7. Making temporary files temp14.bin and boot.img together,creating temporary file temp14.bin

..\tools\bin2app -F -iAPP temp13.bin boot_v.bin -o temp14.bin descHUAWEI_U8220_BEIJING

8. Repeat the same operation as step 4 to 7,making system,userdata and recovery together, finally creating dload\UPDATA.APP.

..\tools\bin2app -F -iAPP temp19.bin recovery_v.bin dload/updata.app descHUAWEI_U8220_BEIJING

[Guest Speckles]

We could probably do it by reflashing the portion of nand which contains the update executable from recovery, but if you get it wrong - bricked phone. If you get it right, it'll work until the next update reflashes the updater again.

It would also be confusing for people, as they would have to ensure they have the special updater before trying to flash a user-created updata.app.

Or we could build another recovery app that can parse updata.app's and doesn't care about the signature. However, we could only flash the sections we understand, in which case, you might as well just use fastboot.

[Guest Speckles]

McSpoon: Very interesting, can you post that PDF?

seccode is just "HWU8220" in hex.

I'm thinking the file sequence id was misnamed - it is actually a flash address 0xF5000000 etc

Edited September 7, 2010 by Speckles

[Guest McSpoon]

McSpoon: Very interesting, can you post that PDF?

Sure. PDF attached.

S7_V100R001C01_Upgrade_User_Guide.pdf

[Guest ZeBadger]

I'm thinking the file sequence id was misnamed - it is actually a flash address 0xF5000000 etc

Possible... I made up the file sequence id name as they were unique per file.

[Guest ZeBadger]

8. Repeat the same operation as step 4 to 7,making system,userdata and recovery together, finally creating dload\UPDATA.APP.

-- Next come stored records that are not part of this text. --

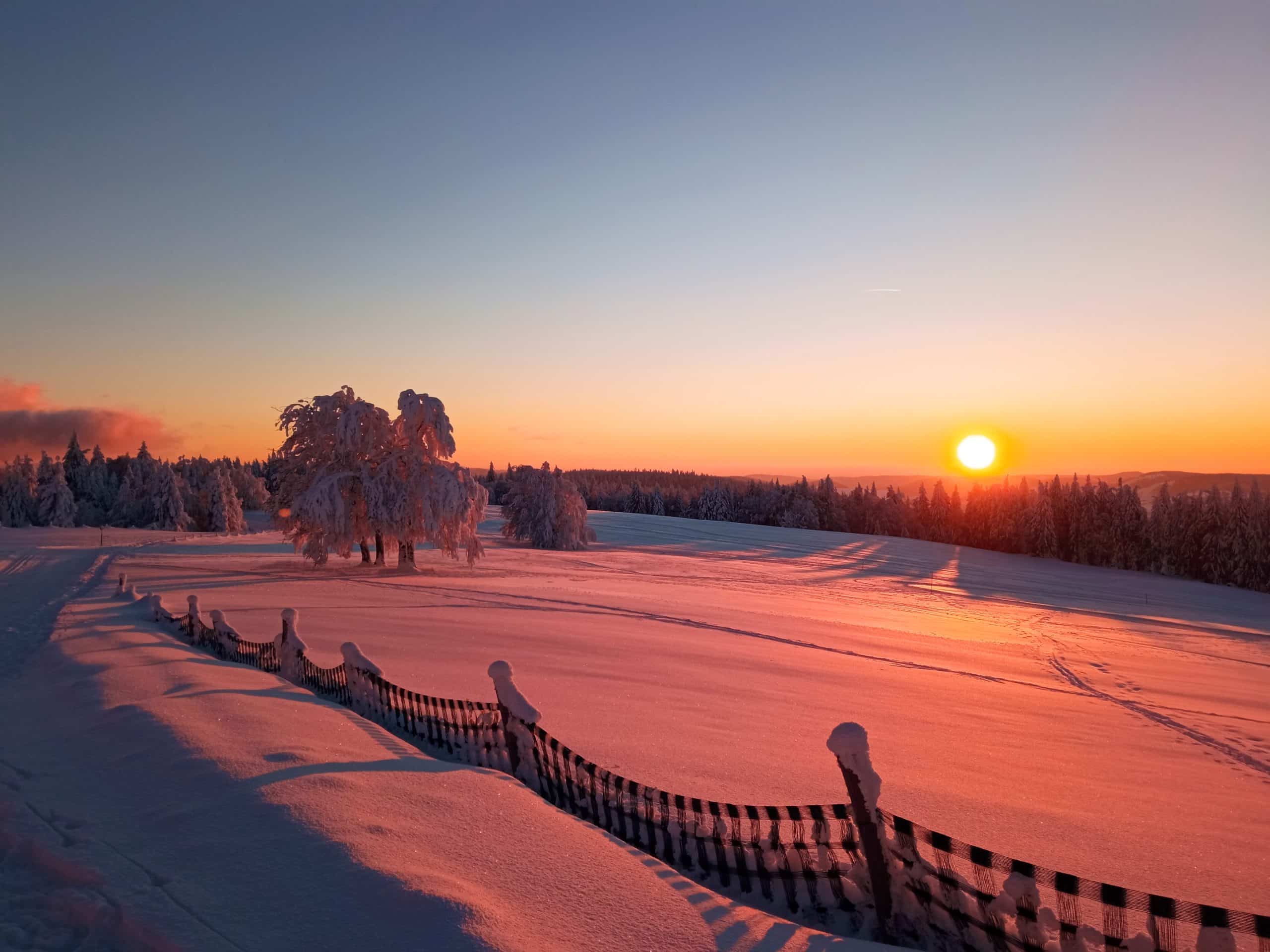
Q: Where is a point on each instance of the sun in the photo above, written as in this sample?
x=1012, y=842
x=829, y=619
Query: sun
x=977, y=452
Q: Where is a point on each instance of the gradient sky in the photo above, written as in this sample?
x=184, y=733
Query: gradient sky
x=734, y=238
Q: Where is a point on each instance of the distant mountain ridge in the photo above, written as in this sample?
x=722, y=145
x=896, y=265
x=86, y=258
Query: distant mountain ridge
x=1147, y=483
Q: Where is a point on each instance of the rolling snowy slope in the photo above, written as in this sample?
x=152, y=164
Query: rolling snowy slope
x=1110, y=724
x=153, y=797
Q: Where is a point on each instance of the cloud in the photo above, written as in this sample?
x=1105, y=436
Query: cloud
x=30, y=424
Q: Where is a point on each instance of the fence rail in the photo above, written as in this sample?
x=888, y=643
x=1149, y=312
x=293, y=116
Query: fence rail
x=853, y=869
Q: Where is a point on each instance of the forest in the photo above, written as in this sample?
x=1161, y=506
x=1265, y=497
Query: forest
x=1214, y=536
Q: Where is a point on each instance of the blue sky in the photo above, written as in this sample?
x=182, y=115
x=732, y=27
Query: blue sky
x=679, y=207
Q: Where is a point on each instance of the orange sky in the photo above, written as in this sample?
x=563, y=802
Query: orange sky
x=807, y=241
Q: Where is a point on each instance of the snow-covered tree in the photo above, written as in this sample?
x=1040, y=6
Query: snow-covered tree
x=416, y=493
x=125, y=503
x=75, y=466
x=169, y=508
x=714, y=503
x=332, y=450
x=55, y=504
x=545, y=508
x=224, y=506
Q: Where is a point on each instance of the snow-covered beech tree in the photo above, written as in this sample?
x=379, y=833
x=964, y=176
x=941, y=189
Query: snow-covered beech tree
x=714, y=503
x=332, y=450
x=55, y=504
x=544, y=507
x=417, y=493
x=18, y=493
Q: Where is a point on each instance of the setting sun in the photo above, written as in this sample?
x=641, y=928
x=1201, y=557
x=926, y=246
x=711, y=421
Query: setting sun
x=977, y=452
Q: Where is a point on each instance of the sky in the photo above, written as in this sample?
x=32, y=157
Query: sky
x=733, y=238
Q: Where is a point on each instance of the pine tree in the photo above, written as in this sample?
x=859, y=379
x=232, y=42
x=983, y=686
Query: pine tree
x=55, y=502
x=169, y=508
x=18, y=493
x=75, y=466
x=1044, y=540
x=635, y=500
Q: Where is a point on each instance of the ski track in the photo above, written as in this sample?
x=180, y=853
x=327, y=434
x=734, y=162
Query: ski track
x=1156, y=717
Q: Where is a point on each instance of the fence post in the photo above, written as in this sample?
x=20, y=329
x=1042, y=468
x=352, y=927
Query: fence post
x=511, y=704
x=194, y=621
x=850, y=746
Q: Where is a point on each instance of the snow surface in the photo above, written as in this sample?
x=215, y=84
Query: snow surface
x=159, y=799
x=509, y=696
x=1109, y=724
x=849, y=742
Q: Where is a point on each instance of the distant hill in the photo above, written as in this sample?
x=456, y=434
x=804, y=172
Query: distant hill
x=1147, y=483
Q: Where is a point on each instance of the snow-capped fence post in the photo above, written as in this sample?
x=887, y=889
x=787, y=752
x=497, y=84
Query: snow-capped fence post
x=517, y=714
x=194, y=621
x=359, y=672
x=849, y=743
x=291, y=649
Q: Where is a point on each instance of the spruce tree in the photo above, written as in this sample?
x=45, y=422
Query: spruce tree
x=75, y=466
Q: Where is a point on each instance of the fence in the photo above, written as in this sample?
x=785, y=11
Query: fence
x=850, y=869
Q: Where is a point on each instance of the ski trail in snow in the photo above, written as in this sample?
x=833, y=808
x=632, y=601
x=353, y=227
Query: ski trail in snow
x=1156, y=717
x=522, y=603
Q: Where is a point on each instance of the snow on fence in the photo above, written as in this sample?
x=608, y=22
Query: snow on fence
x=851, y=869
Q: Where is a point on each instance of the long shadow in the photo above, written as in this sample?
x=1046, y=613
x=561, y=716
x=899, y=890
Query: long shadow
x=192, y=826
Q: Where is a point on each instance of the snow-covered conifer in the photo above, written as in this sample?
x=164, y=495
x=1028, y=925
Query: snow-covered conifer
x=18, y=493
x=332, y=450
x=55, y=504
x=714, y=503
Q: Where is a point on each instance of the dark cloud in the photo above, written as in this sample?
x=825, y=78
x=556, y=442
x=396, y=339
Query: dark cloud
x=28, y=425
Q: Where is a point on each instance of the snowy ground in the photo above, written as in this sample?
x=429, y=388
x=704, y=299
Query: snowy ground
x=157, y=799
x=1108, y=724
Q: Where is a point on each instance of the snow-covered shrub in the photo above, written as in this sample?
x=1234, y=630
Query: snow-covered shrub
x=18, y=493
x=545, y=508
x=291, y=648
x=333, y=445
x=168, y=504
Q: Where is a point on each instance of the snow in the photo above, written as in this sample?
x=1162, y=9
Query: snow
x=207, y=805
x=1053, y=713
x=849, y=742
x=509, y=696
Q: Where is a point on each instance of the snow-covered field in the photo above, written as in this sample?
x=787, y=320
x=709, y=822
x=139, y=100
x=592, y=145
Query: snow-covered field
x=1108, y=724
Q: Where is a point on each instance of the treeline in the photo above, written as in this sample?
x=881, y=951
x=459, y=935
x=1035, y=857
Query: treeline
x=1212, y=536
x=139, y=492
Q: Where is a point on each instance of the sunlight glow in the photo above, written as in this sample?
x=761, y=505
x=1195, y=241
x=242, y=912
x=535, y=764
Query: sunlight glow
x=976, y=452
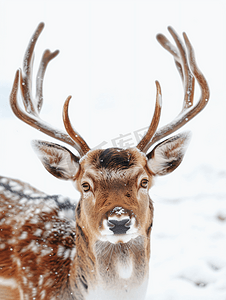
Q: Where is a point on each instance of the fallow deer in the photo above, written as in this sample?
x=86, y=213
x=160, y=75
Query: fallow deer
x=105, y=252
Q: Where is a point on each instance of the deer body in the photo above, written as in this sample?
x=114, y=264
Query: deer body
x=105, y=252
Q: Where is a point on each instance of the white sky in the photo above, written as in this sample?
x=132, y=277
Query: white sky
x=109, y=60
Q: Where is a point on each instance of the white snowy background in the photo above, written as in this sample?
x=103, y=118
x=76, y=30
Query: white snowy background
x=109, y=59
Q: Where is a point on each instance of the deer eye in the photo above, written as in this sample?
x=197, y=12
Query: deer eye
x=144, y=183
x=86, y=187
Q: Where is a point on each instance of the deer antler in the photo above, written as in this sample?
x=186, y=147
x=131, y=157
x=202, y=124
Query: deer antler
x=183, y=63
x=33, y=106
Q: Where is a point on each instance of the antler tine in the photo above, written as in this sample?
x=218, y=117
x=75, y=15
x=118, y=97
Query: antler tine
x=32, y=108
x=26, y=78
x=46, y=58
x=142, y=145
x=188, y=111
x=73, y=134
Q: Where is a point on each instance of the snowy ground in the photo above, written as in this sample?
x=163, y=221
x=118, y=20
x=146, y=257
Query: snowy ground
x=108, y=62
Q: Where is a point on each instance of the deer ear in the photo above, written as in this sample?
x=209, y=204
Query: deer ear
x=57, y=160
x=168, y=155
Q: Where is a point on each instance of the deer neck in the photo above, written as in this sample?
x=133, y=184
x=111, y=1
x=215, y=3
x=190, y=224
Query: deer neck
x=117, y=270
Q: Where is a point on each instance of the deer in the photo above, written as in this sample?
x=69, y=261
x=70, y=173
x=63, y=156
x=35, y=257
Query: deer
x=104, y=253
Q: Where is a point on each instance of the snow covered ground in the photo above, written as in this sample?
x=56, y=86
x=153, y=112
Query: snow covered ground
x=109, y=59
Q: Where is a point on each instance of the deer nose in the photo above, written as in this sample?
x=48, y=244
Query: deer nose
x=119, y=227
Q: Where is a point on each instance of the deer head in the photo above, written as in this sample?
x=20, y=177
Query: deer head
x=115, y=207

..\tools\bin2app -F -iAPP temp19.bin recovery_v.bin dload/updata.app descHUAWEI_U8220_BEIJING

This might just do exactly what we want. We could much more easily reverse engineer bin2app (if we even need to!)

Edited September 7, 2010 by ZeBadger

[Guest Speckles]

Possible... I made up the file sequence id name as they were unique per file.

I'm not knocking your idea, it's still the best way to decide what each file in the archive is.